Classical Classification | Multi-Agent Behavior Challenge

:wave: Hello there!

This is a welcome thread focuses on the Classical Classification problem for the Multi-Agent Behavior Challenge where all the participants get to know each other. You can reply to this thread with a brief introduction of yourself and what brings you to the challenge.

:computer: What’s this problem?

The task is to develop methods to classify human-defined behaviors from tracked pose trajectories in a large dataset of videos of socially interacting mice.

:moneybag: Tell me more about the prizes …

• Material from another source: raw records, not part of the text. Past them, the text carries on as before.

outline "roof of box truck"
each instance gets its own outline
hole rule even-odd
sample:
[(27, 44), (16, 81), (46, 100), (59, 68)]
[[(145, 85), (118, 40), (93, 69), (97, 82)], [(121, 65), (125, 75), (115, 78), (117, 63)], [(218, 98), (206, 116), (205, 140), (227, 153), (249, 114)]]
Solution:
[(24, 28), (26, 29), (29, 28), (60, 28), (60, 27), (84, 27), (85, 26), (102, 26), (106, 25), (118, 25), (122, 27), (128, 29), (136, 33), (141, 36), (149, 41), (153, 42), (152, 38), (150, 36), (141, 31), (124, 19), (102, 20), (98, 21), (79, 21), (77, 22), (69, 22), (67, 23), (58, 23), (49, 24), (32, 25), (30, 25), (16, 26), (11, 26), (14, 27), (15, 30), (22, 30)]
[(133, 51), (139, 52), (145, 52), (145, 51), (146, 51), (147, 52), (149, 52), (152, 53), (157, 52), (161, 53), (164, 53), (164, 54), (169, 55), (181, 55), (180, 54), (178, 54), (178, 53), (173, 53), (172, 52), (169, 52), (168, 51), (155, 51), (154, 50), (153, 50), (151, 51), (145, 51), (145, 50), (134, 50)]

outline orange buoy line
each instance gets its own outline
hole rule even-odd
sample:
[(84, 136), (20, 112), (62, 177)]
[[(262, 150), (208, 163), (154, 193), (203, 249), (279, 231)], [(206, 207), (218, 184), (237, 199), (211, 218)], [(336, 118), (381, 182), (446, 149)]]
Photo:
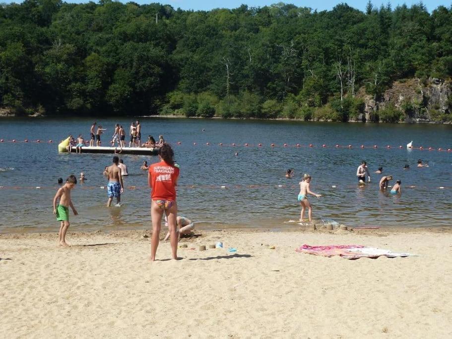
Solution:
[[(4, 142), (9, 142), (11, 143), (52, 143), (53, 141), (52, 140), (49, 140), (47, 141), (43, 141), (39, 139), (37, 139), (34, 140), (30, 140), (29, 139), (24, 139), (24, 140), (17, 140), (17, 139), (13, 139), (12, 140), (5, 140), (4, 139), (0, 139), (0, 143), (4, 143)], [(85, 141), (85, 143), (88, 143), (88, 141)], [(183, 144), (181, 141), (177, 141), (176, 144), (181, 146)], [(236, 142), (232, 142), (231, 143), (227, 143), (224, 142), (219, 142), (218, 144), (213, 143), (209, 142), (207, 142), (205, 144), (198, 144), (196, 142), (193, 142), (193, 146), (197, 146), (198, 145), (204, 144), (206, 146), (213, 146), (213, 145), (218, 145), (222, 146), (232, 146), (232, 147), (240, 147), (243, 146), (246, 147), (264, 147), (265, 145), (261, 142), (254, 145), (253, 144), (249, 143), (248, 142), (245, 142), (243, 144), (237, 143)], [(268, 144), (270, 147), (272, 148), (274, 147), (282, 147), (284, 148), (287, 147), (307, 147), (309, 148), (316, 148), (317, 147), (320, 147), (322, 148), (348, 148), (348, 149), (352, 149), (355, 147), (360, 148), (362, 149), (364, 148), (373, 148), (374, 149), (377, 149), (379, 148), (379, 146), (378, 145), (373, 145), (370, 146), (366, 146), (364, 144), (361, 144), (359, 146), (354, 146), (351, 144), (348, 145), (339, 145), (339, 144), (335, 144), (332, 146), (329, 146), (326, 144), (323, 144), (322, 145), (317, 146), (313, 143), (309, 143), (307, 145), (303, 145), (300, 143), (297, 143), (294, 145), (288, 144), (286, 142), (285, 142), (281, 145), (278, 145), (274, 143), (270, 143)], [(398, 146), (391, 146), (391, 145), (386, 145), (386, 146), (383, 146), (385, 148), (387, 149), (404, 149), (404, 147), (401, 145), (399, 145)], [(416, 149), (418, 150), (429, 150), (429, 151), (437, 151), (439, 152), (452, 152), (452, 148), (449, 147), (439, 147), (435, 148), (433, 147), (424, 147), (422, 146), (420, 146), (419, 147), (411, 147), (408, 148), (409, 149)]]

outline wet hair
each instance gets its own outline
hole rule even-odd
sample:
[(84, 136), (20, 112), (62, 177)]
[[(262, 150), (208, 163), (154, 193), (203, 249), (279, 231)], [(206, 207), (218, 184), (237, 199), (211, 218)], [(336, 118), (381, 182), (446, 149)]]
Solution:
[(69, 183), (69, 184), (77, 184), (77, 178), (75, 177), (75, 176), (73, 174), (71, 174), (68, 177), (67, 179), (66, 179), (66, 182)]
[(174, 160), (173, 159), (174, 152), (169, 144), (164, 143), (162, 145), (162, 147), (159, 149), (158, 154), (165, 162), (168, 165), (174, 166)]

This challenge carries a prize pool of $3000!

:1st_place_medal: $1500
:2nd_place_medal: $1000
:3rd_place_medal: $500

:tada: Additionally, each team to achieve over the baseline will receive $200 of Amazon SegaMaker credits until they run out. Eligible winners will also be invited to speak at Multi-Agent Behaviour Workshop at CVPR2021.

Make your first submission now! :sparkles:

Hello all,
I am Jonathan Whitaker. I’m playing with some different modelling approaches for this one. So far I’ve found:

  • Using a rough measure of distance between the mice as the only feature, no timeseries component just row-by-row, get’s about 0.497 on the leaderboard (testing locally I get accuracy 75.6, fi_micro 75.6 and f1_macro 0.47 - I assume the LB is using macro averaging?
  • Creating some tabular features based on the positions and using something like Random Forest gets me up to 0.619 on the LB without any tuning or tweaking. I’m sure this could be made higher with some better features. Adding shifted features also boosts this. ~81% accuracy in local testing. Nice high precision - I should mention I’m not optimising for F1 with thresholds or anything, just training the model and using predictions.
  • Just for fun I tried turning the motion into images - they look pretty but I struggled to beat the distance-based baseline with an image classification/transfer learning approach.
  • My current best strategy involves playing with different deep-learning-based timeseries classification models. I’m new to these so doing lots of dumb experiments to try and build intuition. They all seem to hit a similar accuracy barrier around 80% - I’d love to hear if there are any good tips for squeezing more performance out of these models. A few of the ones I have tried are quite variable - ensembling helps performance quite a bit. I know the InceptionTime paper actually recommends an ensemble as their suggested implementation.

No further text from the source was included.